Nampak registers volume growth across operating units

Nelson Gahadza Senior Business Reporter

Nampak Zimbabwe says it registered volume growth across all the businesses operating units during the quarter ending June 30, 2022, partly due to the relaxation of Covid-19 lock-down regulations.

The company said despite the volume growth, the availability of foreign currency remained critical, as delays in settling allocations through the auction system were more apparent in the quarter where about US$2 million already allocated is still outstanding.

Mr John van Gend, the group’s managing director, in a trading update for the third quarter and nine months said amounts of foreign currency for imports received from customers assisted in closing the gap.

“Imbalances within the supply chain continue with some orders delayed due to supply chain inefficiency. The increase in volumes was nevertheless negatively affected by inflation, and margins were under pressure due to increased competition,” he said.

In terms of revenue performance, turnover in inflation adjusted terms for the third quarter was 4 percent ahead of the prior year quarter and 283 percent ahead of the same period in historical terms.

Mr Van Gend said the cumulative revenue, in inflation adjusted terms for the 9- month period, was 18 percent ahead of the same prior year period and 178 percent above the same period in historical terms.

“This is because of improved sales volumes and selling price adjustments for the period to date. The Group remained profitable despite gross margins and costs coming under pressure,” he said.

During the period under review, net working capital increased mainly due to an increase in debtors. Mr Van Gend said that the Group had a cash holding of $989 million at the end of the third quarter.

He said that the higher balance is due to receipts from customer prepayments during the period and the majority of this balance will be applied to stockholding and the settlement of trade payables.

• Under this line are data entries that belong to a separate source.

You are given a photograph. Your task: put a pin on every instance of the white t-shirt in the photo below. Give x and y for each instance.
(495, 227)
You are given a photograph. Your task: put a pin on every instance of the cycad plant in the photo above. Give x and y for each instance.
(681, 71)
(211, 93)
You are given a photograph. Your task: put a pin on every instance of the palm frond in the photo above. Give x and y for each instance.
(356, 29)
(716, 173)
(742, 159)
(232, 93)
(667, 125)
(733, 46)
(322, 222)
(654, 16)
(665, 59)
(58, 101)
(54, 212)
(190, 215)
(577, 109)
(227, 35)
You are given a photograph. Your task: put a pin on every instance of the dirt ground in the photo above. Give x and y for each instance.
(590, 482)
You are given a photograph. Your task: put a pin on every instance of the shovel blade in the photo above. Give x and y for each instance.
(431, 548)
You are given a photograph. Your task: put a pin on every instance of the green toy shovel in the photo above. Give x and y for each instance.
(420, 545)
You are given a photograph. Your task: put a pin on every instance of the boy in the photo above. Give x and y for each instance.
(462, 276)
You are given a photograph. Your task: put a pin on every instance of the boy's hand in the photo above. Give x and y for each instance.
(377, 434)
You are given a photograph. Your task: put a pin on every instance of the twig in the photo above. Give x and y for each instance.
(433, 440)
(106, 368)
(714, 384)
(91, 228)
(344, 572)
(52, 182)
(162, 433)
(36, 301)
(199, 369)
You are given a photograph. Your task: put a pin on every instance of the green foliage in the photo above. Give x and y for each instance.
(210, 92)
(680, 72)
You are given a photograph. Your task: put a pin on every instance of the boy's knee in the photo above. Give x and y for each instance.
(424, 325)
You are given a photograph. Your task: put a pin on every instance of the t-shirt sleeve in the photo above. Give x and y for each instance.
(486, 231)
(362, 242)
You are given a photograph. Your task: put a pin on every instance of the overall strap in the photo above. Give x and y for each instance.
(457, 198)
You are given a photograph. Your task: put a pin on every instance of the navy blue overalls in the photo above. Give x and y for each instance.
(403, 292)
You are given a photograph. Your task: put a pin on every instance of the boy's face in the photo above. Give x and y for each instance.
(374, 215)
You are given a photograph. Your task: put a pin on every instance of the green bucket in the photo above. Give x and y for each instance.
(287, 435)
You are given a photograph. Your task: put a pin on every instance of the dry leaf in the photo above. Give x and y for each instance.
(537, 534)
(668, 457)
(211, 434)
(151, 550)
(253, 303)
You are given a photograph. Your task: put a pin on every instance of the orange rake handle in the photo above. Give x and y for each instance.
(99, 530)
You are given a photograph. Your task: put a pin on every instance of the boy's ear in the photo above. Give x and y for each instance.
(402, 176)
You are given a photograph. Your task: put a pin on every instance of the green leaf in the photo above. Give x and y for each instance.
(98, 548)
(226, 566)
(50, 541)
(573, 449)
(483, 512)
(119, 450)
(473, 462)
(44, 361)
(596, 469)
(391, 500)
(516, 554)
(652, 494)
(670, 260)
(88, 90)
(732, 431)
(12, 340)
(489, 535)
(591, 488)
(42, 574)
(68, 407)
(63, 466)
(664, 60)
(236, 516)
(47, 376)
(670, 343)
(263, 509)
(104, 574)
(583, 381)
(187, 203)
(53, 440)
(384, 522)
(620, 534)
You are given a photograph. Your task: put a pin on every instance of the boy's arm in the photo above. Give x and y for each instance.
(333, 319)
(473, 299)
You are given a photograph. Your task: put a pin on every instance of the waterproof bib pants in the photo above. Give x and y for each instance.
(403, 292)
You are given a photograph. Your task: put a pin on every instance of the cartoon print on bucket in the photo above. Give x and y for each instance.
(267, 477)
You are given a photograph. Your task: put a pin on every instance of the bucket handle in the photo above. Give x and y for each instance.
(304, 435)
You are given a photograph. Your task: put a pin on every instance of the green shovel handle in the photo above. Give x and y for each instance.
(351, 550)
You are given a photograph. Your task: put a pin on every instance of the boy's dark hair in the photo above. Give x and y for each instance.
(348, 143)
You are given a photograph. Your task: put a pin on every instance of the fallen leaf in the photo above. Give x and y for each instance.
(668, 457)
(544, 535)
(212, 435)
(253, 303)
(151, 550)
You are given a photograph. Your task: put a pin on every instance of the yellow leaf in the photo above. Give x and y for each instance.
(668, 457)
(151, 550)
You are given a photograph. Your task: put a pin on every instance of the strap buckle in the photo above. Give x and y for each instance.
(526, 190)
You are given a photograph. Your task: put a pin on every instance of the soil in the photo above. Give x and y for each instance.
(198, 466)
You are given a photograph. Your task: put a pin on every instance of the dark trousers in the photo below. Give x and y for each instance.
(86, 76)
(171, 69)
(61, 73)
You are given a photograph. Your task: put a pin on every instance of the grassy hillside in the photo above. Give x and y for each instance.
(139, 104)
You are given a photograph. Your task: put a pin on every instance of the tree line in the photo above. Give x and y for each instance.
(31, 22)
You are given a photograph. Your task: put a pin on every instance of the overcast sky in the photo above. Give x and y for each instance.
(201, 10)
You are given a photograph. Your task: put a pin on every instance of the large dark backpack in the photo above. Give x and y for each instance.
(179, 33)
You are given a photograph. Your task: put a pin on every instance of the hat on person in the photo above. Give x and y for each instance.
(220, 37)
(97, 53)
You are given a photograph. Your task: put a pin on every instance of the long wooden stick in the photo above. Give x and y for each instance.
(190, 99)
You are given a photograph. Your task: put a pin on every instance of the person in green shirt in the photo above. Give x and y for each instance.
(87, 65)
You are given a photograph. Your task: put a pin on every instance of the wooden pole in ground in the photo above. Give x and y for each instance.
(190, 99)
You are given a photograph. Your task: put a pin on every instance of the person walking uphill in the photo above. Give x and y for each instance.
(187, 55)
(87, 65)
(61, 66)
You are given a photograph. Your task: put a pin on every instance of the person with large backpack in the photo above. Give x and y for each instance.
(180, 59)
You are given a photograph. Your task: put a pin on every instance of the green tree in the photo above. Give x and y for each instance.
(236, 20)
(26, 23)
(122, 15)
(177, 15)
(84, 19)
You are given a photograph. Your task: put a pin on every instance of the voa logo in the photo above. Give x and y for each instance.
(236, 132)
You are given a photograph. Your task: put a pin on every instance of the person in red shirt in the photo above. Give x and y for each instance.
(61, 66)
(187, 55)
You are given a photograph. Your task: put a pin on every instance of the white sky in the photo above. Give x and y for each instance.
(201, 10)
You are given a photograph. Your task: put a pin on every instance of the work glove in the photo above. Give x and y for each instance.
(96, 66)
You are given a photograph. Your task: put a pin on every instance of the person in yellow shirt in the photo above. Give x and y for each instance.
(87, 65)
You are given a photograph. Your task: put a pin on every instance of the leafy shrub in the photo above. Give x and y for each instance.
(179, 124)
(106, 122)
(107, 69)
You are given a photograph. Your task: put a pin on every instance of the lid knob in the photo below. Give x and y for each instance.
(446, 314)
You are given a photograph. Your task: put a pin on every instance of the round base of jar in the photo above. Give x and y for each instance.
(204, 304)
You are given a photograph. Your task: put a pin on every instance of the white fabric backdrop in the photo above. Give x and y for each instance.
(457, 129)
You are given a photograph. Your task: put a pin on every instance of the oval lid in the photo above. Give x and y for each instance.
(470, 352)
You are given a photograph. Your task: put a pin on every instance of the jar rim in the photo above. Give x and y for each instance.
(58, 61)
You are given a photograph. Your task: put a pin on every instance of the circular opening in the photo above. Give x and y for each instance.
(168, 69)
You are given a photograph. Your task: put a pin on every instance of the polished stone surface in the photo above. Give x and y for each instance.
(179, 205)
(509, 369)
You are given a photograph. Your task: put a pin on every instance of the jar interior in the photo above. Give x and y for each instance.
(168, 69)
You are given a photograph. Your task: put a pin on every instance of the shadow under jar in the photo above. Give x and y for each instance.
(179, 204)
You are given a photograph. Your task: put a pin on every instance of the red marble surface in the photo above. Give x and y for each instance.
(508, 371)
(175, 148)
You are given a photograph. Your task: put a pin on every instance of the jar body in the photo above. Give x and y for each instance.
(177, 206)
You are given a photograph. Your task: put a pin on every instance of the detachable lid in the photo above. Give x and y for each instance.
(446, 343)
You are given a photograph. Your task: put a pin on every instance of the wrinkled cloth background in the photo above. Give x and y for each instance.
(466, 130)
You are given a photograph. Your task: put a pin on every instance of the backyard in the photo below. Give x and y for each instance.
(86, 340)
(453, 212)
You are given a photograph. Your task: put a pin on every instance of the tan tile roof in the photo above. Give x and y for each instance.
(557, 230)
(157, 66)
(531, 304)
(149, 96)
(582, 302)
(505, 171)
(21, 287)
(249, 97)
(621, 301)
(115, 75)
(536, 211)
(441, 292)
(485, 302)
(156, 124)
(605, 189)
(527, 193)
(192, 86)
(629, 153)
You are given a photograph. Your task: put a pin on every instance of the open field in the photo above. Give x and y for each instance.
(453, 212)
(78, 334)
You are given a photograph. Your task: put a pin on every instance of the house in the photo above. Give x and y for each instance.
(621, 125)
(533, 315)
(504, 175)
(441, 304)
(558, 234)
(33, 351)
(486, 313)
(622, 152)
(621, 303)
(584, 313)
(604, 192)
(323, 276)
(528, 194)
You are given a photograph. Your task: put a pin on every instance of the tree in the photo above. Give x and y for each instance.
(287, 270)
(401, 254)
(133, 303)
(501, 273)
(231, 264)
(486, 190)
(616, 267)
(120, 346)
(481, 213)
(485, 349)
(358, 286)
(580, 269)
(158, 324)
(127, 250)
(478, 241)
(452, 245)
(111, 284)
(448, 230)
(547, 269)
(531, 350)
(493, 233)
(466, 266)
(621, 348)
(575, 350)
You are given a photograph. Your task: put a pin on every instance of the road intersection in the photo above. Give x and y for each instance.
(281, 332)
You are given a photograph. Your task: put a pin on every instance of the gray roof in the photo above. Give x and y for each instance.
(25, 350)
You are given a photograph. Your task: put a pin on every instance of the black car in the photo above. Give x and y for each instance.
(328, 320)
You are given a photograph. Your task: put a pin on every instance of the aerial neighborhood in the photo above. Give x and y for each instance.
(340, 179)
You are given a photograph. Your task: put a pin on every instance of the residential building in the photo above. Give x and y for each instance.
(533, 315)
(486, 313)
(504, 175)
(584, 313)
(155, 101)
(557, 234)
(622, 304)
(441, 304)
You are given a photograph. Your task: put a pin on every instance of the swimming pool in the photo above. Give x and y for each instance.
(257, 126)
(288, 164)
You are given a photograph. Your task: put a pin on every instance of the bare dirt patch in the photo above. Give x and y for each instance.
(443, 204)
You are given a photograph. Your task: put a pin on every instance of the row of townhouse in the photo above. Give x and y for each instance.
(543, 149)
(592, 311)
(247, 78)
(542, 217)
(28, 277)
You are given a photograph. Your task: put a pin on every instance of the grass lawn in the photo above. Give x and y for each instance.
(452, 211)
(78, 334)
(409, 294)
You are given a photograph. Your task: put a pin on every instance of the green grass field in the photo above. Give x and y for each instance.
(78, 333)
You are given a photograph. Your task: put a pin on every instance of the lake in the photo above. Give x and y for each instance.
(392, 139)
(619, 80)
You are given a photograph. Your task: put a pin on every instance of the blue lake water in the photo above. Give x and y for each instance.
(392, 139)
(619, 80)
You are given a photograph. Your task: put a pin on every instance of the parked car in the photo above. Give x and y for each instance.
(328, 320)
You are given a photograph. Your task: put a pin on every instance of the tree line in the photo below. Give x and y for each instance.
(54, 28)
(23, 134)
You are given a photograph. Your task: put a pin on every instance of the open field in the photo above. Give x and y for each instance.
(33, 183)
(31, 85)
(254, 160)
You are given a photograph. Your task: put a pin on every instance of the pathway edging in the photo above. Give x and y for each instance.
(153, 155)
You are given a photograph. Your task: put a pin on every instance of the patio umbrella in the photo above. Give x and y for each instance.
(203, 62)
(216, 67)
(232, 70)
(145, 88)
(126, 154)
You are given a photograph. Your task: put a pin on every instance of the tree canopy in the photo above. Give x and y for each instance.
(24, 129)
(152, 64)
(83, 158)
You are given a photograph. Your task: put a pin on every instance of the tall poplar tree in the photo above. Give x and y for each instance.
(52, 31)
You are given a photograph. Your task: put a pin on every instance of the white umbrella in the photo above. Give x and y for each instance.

In terms of individual business unit performance, sales volumes at Hunyani Corrugated Division for the third quarter were up on the prior period by 27 percent with the tobacco case volumes ahead of the same period last year due to additional orders secured from the region.

“Although demand for commercial volumes remains firm, volumes were in line with the prior period due to constrained raw material supplies,” said Mr Van Gend.

He said cartons, labels and sacks business sales volumes for the third quarter were down on prior year by 35 percent as demand for SO bags slowed down.

Mr Van Gend added that tobacco wrap deliveries were completed earlier, compared to prior year, and this contributed to the drop in volumes.

“Essential machine upgrades were completed on the bulk bags section at the beginning of the quarter and this is expected to result in improved production volumes in this section going forward,” said Mr Van Gend.

In the plastics and metals segment, at Mega Pak, the third quarter sales volumes grew by 12 percent compared to the prior period with increased demand in the preforms market and large injection moulding being the major contributors, although closures were down compared to prior year.

“The improved volumes were driven by the beverage manufacturers in particular. Exports into the Democratic Republic of Congo were lower although there is some indication of recovery in volumes,” said Mr Van Gend.

At CarnaudMetalbox sales volumes in the third quarter were 8 percent above the same period last year while metal volumes were up 78 percent, with food can and crowns leading the recovery.

In the plastics, performance was mixed with higher closure volumes, 17 percent ahead of the previous year, but offset by reduced HDPE  (High Density Poly Ethylene)   bottle volumes that were 20 percent below the prior period.

During the nine month period, the group’s capital expenditure amounted to $451,2 million relating mainly to projects started in the prior year or spares capitalised in line with IFRS requirements.

Mr Van Gend said various projects are under active consideration and may be pursued, subject to availability of foreign currency.

“A large injection mould machine was damaged in transit by the transporter and its replacement is not expected to arrive before the financial year-end,” he said.

On forestry, Mr Van Gend said agricultural and horticultural development of the Maganga Estate near Macheke is well under way and is in line with the Government’s National Development Strategy 1, following its issue of a lease over the property.

He said the company has a strong order book which is full and demand continues to accelerate, with the main problem being inability to source sufficient foreign currency for the importation of raw materials.